Does the punishment fit the crime?

Line art drawing of Professor Daniel Richman

Should a rapist go to prison for two years, five years, or life? Should an embezzler serve one year or 10? Policymakers, legislators, prosecutors, and judges share responsibility for the length of criminal sentences and the growth of state and federal prison populations by 350 percent from 1980 to 2016. The rise is attributed in part to changes in mandatory minimum sentencing policies.

Professor Daniel C. Richman, a former federal prosecutor, explored the topic in his essay “Accounting for Prosecutors,” published in Prosecutors and Democracy (Cambridge University Press, 2017). Since prosecutors decide what charges to bring and against whom, he says, they in effect define criminal law.

In Richman’s seminar on sentencing (which he teaches with Judge Richard Sullivan of the U.S. Court of Appeals for the 2nd Circuit), students consider the purposes of prison sentences: keeping criminals off the streets, deterring crime, and providing retributive justice. “Retribution sounds medieval because people think of vengeance, but you can think about it in terms of moral deserts,” Richman says.

Discussions about sentencing reform often focus on reducing mandatory minimum sentences for drug offenders, who comprise just 20 percent of the overall prison population. By contrast, 50 percent of the prison population is serving time for violent crimes, including aggravated assault, kidnapping, murder, and rape.

“You could release the entire population of drug offenders across American jurisdictions, and it wouldn’t change America’s status as the world leader in incarceration,” Richman says, though he adds that the harsh realities of the drug trade must still be addressed.

“Until we figure out how long it is appropriate to keep violent offenders in prison,” he continues, “we’re not going to have serious sentencing reform.”

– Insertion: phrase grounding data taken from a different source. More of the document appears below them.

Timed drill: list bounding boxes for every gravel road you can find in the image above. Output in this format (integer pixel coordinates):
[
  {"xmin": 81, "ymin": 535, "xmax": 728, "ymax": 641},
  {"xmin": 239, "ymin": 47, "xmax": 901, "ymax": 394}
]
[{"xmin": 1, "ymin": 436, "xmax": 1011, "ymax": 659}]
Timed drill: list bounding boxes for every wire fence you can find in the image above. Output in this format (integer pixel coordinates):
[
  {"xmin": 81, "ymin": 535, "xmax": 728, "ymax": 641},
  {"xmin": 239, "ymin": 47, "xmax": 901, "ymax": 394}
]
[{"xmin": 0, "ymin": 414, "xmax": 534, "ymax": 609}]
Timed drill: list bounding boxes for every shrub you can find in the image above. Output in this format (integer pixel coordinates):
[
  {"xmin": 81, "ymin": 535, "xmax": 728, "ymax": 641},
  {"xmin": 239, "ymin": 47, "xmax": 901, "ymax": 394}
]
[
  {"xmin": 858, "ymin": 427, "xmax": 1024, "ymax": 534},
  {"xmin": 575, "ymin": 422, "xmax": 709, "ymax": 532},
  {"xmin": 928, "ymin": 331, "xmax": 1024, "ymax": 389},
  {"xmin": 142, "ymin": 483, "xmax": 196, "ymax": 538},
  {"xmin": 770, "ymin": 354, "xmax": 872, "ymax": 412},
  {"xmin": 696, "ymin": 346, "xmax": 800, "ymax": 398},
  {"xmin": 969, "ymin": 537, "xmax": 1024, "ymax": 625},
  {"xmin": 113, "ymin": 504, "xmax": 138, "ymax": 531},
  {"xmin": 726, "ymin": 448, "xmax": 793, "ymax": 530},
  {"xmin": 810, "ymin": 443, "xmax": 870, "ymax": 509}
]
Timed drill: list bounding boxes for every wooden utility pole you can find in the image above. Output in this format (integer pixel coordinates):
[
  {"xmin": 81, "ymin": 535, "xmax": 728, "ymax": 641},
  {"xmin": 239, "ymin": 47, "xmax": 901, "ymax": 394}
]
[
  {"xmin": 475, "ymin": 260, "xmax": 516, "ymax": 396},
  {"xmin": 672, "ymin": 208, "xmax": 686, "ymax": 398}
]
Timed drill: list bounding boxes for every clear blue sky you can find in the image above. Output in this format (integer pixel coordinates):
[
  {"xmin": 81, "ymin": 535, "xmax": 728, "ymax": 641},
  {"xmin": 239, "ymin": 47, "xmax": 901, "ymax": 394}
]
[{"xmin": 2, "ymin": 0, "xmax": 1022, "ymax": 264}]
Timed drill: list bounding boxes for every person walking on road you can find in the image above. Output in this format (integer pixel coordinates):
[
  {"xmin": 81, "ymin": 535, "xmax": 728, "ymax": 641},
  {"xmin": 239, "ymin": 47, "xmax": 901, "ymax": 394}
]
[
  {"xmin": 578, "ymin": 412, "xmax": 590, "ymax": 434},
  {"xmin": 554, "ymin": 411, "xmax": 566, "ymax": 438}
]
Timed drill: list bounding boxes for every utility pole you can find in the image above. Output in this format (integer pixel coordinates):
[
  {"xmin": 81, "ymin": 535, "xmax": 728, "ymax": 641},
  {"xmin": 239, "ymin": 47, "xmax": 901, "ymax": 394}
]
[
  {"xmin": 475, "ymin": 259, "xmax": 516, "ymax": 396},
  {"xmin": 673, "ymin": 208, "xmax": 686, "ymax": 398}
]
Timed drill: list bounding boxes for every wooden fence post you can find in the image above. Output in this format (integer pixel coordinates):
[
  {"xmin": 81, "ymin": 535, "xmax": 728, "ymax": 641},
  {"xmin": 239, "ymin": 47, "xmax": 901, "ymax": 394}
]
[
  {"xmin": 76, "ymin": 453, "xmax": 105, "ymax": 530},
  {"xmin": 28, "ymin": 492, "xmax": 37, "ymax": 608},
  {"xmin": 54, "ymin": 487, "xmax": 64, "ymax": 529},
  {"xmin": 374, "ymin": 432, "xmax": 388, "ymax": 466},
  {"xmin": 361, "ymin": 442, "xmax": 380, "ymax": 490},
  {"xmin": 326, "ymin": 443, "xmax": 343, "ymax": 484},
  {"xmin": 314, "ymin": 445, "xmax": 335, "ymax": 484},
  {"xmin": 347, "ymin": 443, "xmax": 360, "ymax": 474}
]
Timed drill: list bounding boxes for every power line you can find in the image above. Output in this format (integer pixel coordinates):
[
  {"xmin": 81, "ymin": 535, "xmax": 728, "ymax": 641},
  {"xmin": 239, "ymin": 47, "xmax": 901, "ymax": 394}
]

“The conservative case for reform is obvious: Spending billions of dollars on prison expansion and lengthy sentences is outdated and ineffective. And the state level is where reform will be the most effective—the majority of people are incarcerated in state systems.” —Brandon Garrett ’01, author of Convicting the Innocent: Where Criminal Prosecutions Go Wrong and a professor at Duke Law School, in Slate

Nearly one in nine people in U.S. prisons—162,000 inmates—is serving a life sentence. That is an all-time high. An additional 44,333 individuals are serving "virtual life sentences" of 50 years or more. The Sentencing Project.
First-time nonviolent offenders sentenced to probation rather than prison: 1985: 37%; 2013: 7.1%
97% of federal defendants convicted of a felony or Class A misdemeanor offense accepted a plea-bargain agreement with prosecutors rather than receiving a verdict at trial.